Dans une « société de propriété
», la mondialisation ne fait pas peur. Elle n’est qu’une accélération
des échanges de biens, d’informations et de services qui ont existé,
de tout temps, entre des individus propriétaires. En revanche, dans
une « société de contrôle
», la mondialisation effraie, ce qui arrange bien les hommes
politiques qui peuvent vendre de la précaution, de la réglementation
et donc, de l’intervention.
Dans une « société de propriété
», les droits individuels sont placés au sommet des
valeurs communes et la règle morale selon laquelle nul ne peut violer
la propriété d'autrui sans son libre consentement domine
et autorise une saine application de la discipline de la responsabilité
personnelle.
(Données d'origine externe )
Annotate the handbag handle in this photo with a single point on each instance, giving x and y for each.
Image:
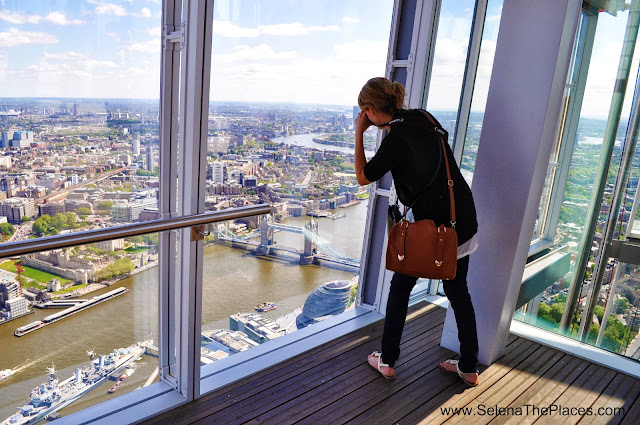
(442, 133)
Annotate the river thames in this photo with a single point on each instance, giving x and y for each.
(234, 281)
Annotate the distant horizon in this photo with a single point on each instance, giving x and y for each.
(128, 99)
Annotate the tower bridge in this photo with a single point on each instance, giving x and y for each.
(315, 247)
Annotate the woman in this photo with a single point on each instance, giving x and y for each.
(412, 155)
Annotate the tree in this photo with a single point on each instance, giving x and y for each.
(71, 219)
(82, 211)
(621, 305)
(7, 229)
(599, 312)
(42, 226)
(136, 240)
(59, 221)
(105, 206)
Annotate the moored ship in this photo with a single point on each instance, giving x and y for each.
(5, 373)
(265, 307)
(53, 395)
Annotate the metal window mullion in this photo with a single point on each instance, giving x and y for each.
(571, 128)
(193, 137)
(630, 37)
(469, 79)
(167, 199)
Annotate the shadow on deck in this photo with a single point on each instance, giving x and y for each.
(332, 384)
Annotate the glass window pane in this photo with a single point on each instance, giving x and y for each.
(449, 61)
(79, 115)
(547, 307)
(78, 151)
(481, 88)
(284, 86)
(90, 312)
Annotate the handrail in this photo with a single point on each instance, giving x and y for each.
(12, 249)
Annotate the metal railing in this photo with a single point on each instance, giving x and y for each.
(12, 249)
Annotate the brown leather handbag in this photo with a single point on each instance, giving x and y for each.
(422, 249)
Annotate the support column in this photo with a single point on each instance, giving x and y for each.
(523, 107)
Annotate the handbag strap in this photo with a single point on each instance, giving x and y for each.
(443, 134)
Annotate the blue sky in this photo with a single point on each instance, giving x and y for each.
(276, 50)
(305, 51)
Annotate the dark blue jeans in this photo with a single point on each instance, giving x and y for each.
(459, 299)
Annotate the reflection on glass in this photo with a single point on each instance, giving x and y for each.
(83, 319)
(614, 324)
(449, 60)
(284, 87)
(78, 151)
(78, 131)
(481, 88)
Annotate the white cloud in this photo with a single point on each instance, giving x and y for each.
(155, 31)
(151, 46)
(108, 8)
(231, 30)
(15, 37)
(79, 60)
(57, 18)
(18, 18)
(295, 28)
(261, 52)
(334, 79)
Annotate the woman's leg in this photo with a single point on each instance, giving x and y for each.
(458, 294)
(397, 304)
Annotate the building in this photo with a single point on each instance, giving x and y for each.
(256, 326)
(217, 171)
(15, 209)
(130, 211)
(52, 208)
(21, 139)
(111, 245)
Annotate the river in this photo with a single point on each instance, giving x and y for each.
(234, 281)
(306, 140)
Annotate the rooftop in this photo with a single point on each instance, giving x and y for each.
(332, 384)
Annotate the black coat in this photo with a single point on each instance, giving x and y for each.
(411, 153)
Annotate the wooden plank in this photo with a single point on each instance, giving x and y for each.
(327, 371)
(459, 395)
(264, 380)
(495, 400)
(339, 395)
(632, 414)
(615, 401)
(581, 395)
(545, 391)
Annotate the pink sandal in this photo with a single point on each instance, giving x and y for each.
(451, 367)
(375, 361)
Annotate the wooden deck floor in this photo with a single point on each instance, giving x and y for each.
(333, 384)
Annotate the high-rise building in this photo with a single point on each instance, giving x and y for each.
(217, 172)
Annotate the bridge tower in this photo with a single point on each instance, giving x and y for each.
(266, 236)
(310, 238)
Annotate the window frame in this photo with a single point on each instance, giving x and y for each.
(567, 127)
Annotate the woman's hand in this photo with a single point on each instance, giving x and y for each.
(362, 123)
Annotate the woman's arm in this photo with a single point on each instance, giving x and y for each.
(362, 123)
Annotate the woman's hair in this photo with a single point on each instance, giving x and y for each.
(382, 94)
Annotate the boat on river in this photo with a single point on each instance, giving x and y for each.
(6, 373)
(268, 306)
(53, 395)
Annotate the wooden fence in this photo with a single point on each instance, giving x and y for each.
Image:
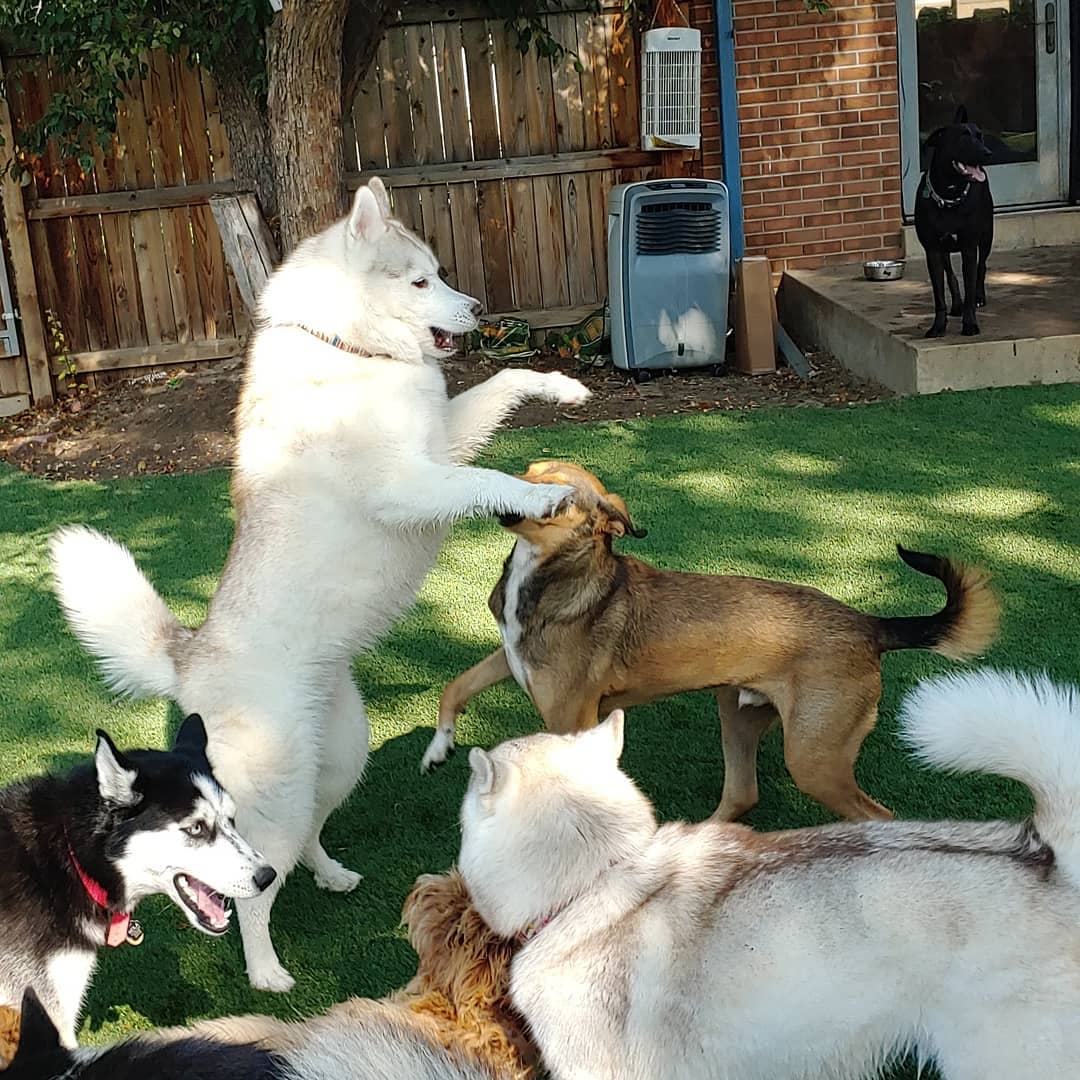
(127, 261)
(501, 160)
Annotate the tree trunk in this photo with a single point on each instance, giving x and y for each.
(244, 118)
(304, 108)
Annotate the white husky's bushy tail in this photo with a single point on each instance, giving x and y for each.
(116, 612)
(1010, 725)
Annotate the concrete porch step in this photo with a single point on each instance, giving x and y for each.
(1030, 327)
(1017, 230)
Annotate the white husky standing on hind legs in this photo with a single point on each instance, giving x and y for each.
(350, 466)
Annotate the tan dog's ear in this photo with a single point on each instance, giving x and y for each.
(618, 517)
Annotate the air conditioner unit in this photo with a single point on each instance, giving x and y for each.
(671, 89)
(669, 274)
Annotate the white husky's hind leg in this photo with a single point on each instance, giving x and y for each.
(346, 742)
(266, 759)
(265, 971)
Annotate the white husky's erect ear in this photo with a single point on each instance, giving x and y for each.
(609, 734)
(116, 779)
(378, 189)
(366, 219)
(483, 769)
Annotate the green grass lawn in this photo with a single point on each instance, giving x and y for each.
(808, 495)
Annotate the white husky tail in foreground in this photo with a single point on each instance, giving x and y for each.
(350, 466)
(697, 952)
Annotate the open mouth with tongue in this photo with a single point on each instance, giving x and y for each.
(444, 340)
(970, 172)
(206, 906)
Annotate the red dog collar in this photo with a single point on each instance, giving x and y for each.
(120, 929)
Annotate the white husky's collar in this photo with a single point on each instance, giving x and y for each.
(331, 339)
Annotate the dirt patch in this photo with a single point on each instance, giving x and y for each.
(183, 421)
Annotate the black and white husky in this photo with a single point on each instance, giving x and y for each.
(79, 851)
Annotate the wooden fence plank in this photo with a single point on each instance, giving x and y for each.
(547, 194)
(490, 199)
(93, 266)
(160, 93)
(577, 225)
(250, 257)
(396, 93)
(569, 119)
(193, 124)
(368, 125)
(119, 202)
(220, 160)
(110, 174)
(439, 227)
(467, 272)
(154, 355)
(622, 65)
(521, 204)
(22, 265)
(423, 95)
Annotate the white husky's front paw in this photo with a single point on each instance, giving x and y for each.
(270, 976)
(439, 750)
(545, 500)
(335, 878)
(564, 390)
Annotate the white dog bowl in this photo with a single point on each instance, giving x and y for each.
(883, 269)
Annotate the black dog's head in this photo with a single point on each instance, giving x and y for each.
(959, 148)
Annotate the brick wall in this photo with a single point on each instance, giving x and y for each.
(819, 127)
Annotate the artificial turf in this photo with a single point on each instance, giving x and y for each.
(815, 496)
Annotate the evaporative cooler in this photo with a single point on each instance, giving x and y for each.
(669, 273)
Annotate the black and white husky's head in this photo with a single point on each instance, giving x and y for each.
(169, 827)
(40, 1056)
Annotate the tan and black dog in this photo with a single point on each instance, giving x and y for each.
(585, 630)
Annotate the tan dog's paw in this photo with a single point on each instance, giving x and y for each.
(564, 390)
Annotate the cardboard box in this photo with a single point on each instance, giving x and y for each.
(755, 316)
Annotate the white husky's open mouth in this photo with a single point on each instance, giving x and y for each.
(971, 172)
(207, 906)
(444, 340)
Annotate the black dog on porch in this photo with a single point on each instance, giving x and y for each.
(954, 212)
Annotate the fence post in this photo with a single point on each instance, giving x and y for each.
(22, 265)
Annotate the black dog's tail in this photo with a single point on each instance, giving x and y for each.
(962, 629)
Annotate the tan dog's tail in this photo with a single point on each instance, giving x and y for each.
(962, 629)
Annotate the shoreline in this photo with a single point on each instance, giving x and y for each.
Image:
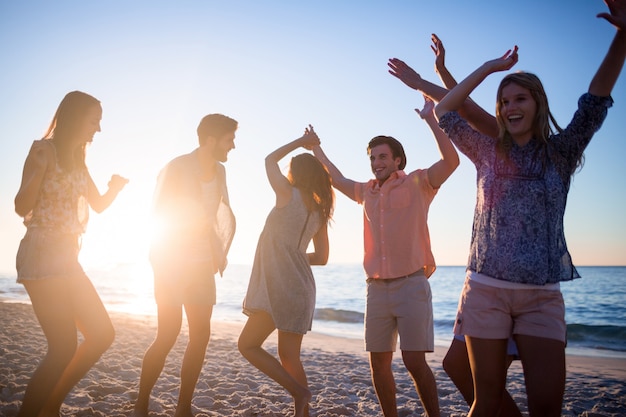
(337, 369)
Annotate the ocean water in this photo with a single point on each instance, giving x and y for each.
(595, 304)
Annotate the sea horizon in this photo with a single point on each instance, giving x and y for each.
(595, 304)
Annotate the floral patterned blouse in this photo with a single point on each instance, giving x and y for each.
(62, 203)
(517, 234)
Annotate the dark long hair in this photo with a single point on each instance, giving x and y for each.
(308, 175)
(65, 125)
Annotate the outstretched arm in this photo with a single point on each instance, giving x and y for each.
(603, 82)
(439, 172)
(341, 183)
(459, 94)
(280, 184)
(476, 116)
(470, 111)
(99, 202)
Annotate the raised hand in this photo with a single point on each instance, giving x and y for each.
(505, 62)
(617, 15)
(309, 139)
(440, 53)
(404, 73)
(427, 111)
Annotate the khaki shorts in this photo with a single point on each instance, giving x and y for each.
(497, 313)
(186, 284)
(399, 307)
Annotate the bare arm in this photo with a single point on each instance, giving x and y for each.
(605, 78)
(476, 116)
(470, 111)
(35, 167)
(99, 202)
(322, 247)
(280, 184)
(439, 172)
(341, 183)
(459, 94)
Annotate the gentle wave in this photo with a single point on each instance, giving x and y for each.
(610, 338)
(597, 337)
(340, 316)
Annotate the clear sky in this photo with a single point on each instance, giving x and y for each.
(159, 66)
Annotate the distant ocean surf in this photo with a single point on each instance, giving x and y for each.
(595, 304)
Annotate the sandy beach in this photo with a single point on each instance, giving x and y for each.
(337, 369)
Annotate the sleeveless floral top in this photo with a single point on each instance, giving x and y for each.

La prise de risque est respectée et la foi dans le
progrès ouvre le champ à une plus grande maîtrise des
dangers. Dans une « société de contrôle
», au contraire, ce sont les fausses valeurs qui prennent
le dessus. L'« État nounou » s'immisce
dans nos choix les plus intimes et réduit notre capacité
d'action.
Derrière ces deux visions de la société, ce sont donc
bien deux approches de l'action politique et surtout deux visions de l'homme
qui s'affrontent. Bien entendu, la « société
de contrôle » absolu hante davantage les mauvais souvenirs
du XXe siècle qu'elle n'habite les volontés conscientes des
dirigeants français. Mais si l'on pouvait juger une société
au regard des valeurs qu'elle met en avant et des rêves qu'elle distille,
il apparaîtrait nettement que la France n'a malheureusement toujours
pas quitté les rives de la « société
de défiance » alors qu'une bonne partie de l'Europe
et un certain nombre des pays du Sud ont déjà pris le parti
de bâtir une « société de confiance
» fondée sur les vertus de la propriété
privée et sur l'émancipation des individus.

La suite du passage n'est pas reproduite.